Police chiefs defend Sheffield derby policing operation
Police chiefs have defended the derby day policing operation in Sheffield last night, despite complaints from some fans.
South Yorkshire Police said there were six derby related arrests last night and that although there were some outbreaks of disorder in the city the violence and anti-social behaviour seen was on a much reduced scale than at previous meetings of Sheffield Wednesday and Sheffield United.
CRIME: Six arrested as rival fans clash at Sheffield derby The force has stressed that thorough investigations will be carried out into each incident.
Chief Superintendent Shaun Morley, who led the policing operation in and around Hillsborough football stadium, thanked the majority of fans who avoided trouble and supported the policing operation, which involved 300 officers.

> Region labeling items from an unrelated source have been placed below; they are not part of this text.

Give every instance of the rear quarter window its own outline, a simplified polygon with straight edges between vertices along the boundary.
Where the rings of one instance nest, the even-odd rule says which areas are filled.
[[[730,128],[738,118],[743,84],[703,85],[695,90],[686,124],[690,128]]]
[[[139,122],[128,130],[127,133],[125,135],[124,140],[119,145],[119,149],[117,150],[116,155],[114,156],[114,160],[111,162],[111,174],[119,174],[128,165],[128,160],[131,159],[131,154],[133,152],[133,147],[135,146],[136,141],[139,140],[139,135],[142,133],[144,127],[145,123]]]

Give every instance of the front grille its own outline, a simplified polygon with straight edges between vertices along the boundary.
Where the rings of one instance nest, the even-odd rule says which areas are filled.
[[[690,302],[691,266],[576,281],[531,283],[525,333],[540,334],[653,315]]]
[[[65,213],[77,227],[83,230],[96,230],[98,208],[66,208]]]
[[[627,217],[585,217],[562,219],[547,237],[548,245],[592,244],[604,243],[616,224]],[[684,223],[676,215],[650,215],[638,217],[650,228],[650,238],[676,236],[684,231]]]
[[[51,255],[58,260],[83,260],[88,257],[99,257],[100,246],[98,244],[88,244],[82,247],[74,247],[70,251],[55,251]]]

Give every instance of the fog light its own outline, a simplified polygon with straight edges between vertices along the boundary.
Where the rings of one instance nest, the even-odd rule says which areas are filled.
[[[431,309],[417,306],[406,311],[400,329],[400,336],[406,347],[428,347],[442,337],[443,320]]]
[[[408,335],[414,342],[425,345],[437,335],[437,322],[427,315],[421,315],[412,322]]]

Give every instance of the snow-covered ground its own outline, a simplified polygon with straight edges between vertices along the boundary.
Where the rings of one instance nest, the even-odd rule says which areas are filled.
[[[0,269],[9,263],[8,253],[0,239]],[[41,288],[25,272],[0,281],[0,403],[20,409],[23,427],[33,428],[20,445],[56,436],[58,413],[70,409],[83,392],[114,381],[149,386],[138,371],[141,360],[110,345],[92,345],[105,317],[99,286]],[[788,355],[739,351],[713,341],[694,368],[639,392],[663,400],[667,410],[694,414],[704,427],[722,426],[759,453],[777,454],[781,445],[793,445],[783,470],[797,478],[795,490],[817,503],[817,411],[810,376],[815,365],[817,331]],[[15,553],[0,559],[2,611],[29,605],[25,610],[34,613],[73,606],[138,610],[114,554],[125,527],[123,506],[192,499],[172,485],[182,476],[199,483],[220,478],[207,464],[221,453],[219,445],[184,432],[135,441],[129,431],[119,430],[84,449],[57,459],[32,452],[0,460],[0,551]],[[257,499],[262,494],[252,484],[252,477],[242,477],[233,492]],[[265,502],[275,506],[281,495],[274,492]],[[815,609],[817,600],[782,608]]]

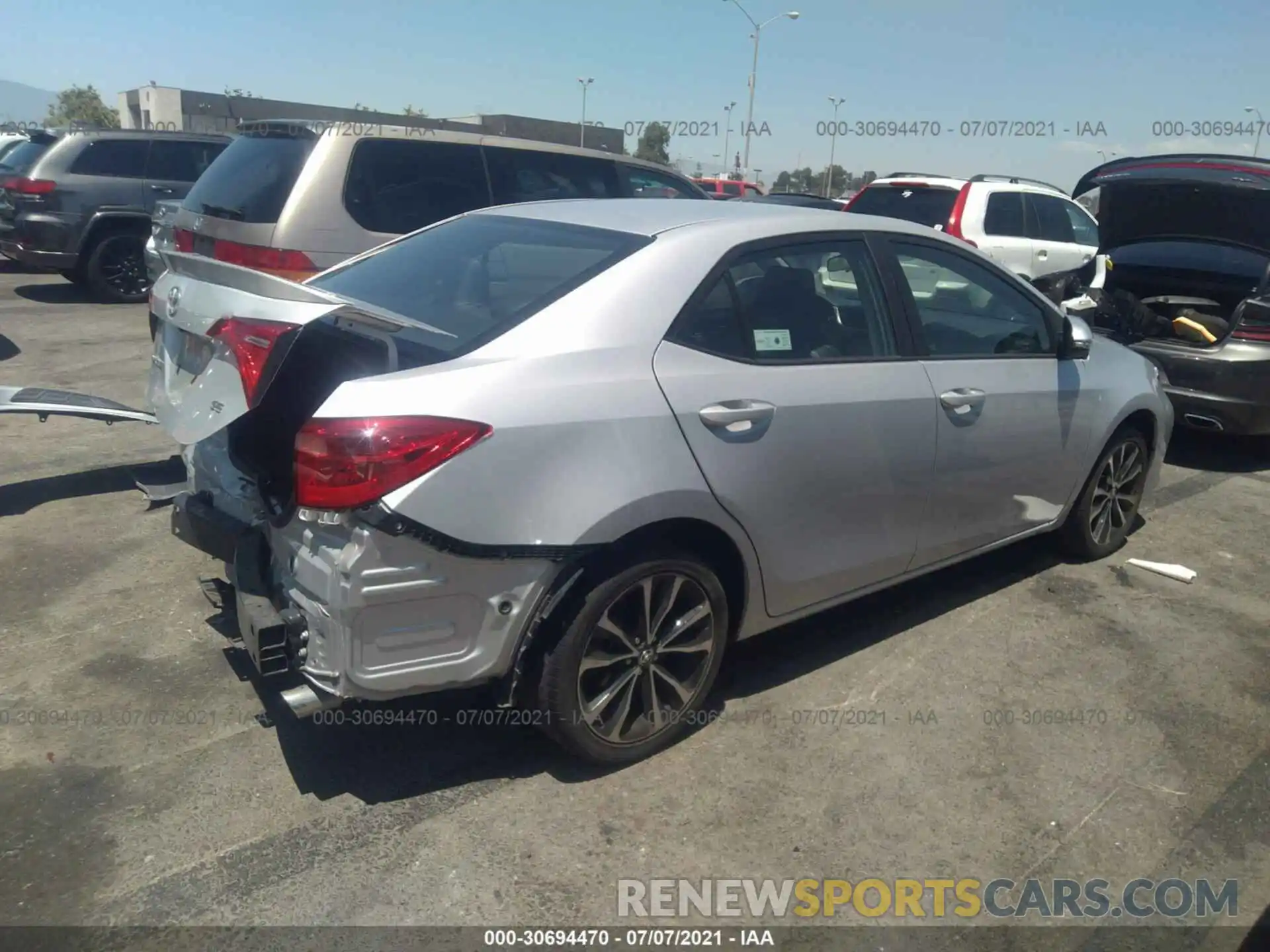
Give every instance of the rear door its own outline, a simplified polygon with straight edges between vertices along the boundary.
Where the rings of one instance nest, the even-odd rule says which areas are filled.
[[[980,251],[1013,274],[1031,274],[1035,251],[1027,236],[1021,192],[997,190],[988,194],[983,234],[988,241],[983,242]]]
[[[817,288],[822,268],[836,287]],[[653,368],[710,489],[754,542],[770,614],[908,567],[935,395],[864,239],[789,236],[729,256]]]
[[[893,236],[894,273],[937,404],[939,451],[913,567],[1044,526],[1085,473],[1091,400],[1062,333],[1015,281],[944,242]],[[923,275],[955,275],[931,287]]]
[[[150,143],[146,162],[146,211],[155,202],[182,199],[198,176],[207,171],[227,142],[156,138]]]

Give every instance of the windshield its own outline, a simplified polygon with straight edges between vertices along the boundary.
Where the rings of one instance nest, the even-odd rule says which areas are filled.
[[[213,218],[276,223],[315,141],[311,135],[239,136],[189,190],[184,207]]]
[[[903,218],[916,225],[946,225],[958,190],[932,185],[872,185],[861,192],[851,204],[855,215],[880,215]]]
[[[450,354],[493,340],[648,237],[493,215],[455,218],[309,281],[433,327]]]

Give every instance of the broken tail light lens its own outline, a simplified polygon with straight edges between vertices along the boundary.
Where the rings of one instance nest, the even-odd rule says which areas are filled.
[[[207,333],[212,340],[218,340],[229,348],[243,378],[243,393],[246,405],[255,406],[264,390],[260,386],[264,371],[273,354],[274,345],[297,325],[283,321],[258,321],[245,317],[222,317]]]
[[[443,416],[315,418],[296,434],[296,504],[368,505],[493,432],[485,423]]]

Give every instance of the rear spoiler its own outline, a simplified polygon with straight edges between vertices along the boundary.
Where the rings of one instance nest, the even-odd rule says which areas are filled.
[[[329,291],[320,291],[309,284],[300,284],[287,278],[279,278],[276,274],[244,268],[240,264],[218,261],[215,258],[206,258],[188,251],[174,251],[171,249],[156,250],[168,270],[173,274],[193,278],[194,281],[220,284],[221,287],[243,291],[258,297],[271,297],[274,301],[288,301],[298,305],[329,305],[338,308],[331,311],[331,317],[347,317],[358,324],[390,333],[404,327],[422,327],[444,338],[455,336],[447,330],[433,327],[431,324],[411,317],[404,317],[394,311],[386,311],[366,301],[333,294]],[[343,264],[348,263],[344,261]]]

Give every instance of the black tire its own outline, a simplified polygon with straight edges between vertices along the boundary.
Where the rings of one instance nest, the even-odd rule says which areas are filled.
[[[1063,550],[1081,561],[1105,559],[1129,537],[1151,468],[1147,438],[1124,426],[1107,440],[1059,531]]]
[[[645,581],[658,625],[641,627],[648,617]],[[674,600],[667,604],[672,590]],[[702,607],[709,613],[702,613]],[[547,735],[565,750],[594,764],[629,764],[669,746],[707,718],[704,706],[723,663],[729,618],[723,585],[700,559],[686,553],[635,556],[601,574],[561,611],[563,632],[541,660],[537,704]],[[693,614],[697,617],[686,626],[672,625]],[[602,621],[607,622],[603,627]],[[627,637],[615,635],[615,627],[629,632]],[[648,644],[644,631],[649,627],[664,651]],[[674,684],[690,696],[683,698]],[[611,691],[607,702],[584,708],[584,693],[596,704],[606,691]]]
[[[103,235],[88,255],[84,275],[93,296],[103,303],[136,305],[150,296],[146,272],[146,235],[113,231]]]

Drones were used for the first time to monitor the crowds from above to help police chiefs deploy resources to where they were most needed.
But some fans have criticised the operation, claiming Sheffield United fans should not have been allowed out of the stadium at the same time as Wednesday fans, claiming that missiles, including fireworks, were hurled as supporters clashed.
They also said supporters clashed as rival groups attempted to board trams at the same time.
Some disgruntled fans who were injured in clashes have posted photographs of themselves on social media, including Trevor Allison who is pictured with blood pouring down his face from a head wound.
Another fan turned to Twitter to reveal how he helped a Sheffield United fan who had been bottled in an attack.
Chf Supt Morley said: “There were some issues. You are always going to get some on emotive occasions like this when supporters of both sides who feel so strongly come together. These issues will be investigated thoroughly.”
He said officers chose to ‘manage the exit’ of Sheffield United fans rather than keeping them in the stadium after the match against their will.
“We assessed the threat and risk and although some fans did come together police officers regained control of that situation quickly,” he said.
The police chief added: “We accept that there will always be situations when you get fans in large volumes in close proximity to each other and some disorder did occur in some isolated situations, but when you look at the picture holistically there was no widespread disorder.
“When rival groups did come together they were broken up quickly.
“Issues around disorder, anti-social behaviour and conflict were much reduced last night compared with previous derbies and I would like to thank the fans and supporters that attended the game for playing their part as the vast majority were well behaved.
“We did not see the issues we have seen at previous derbies. The attitude and approach of most fans last night contributed to the reduction in conflict.”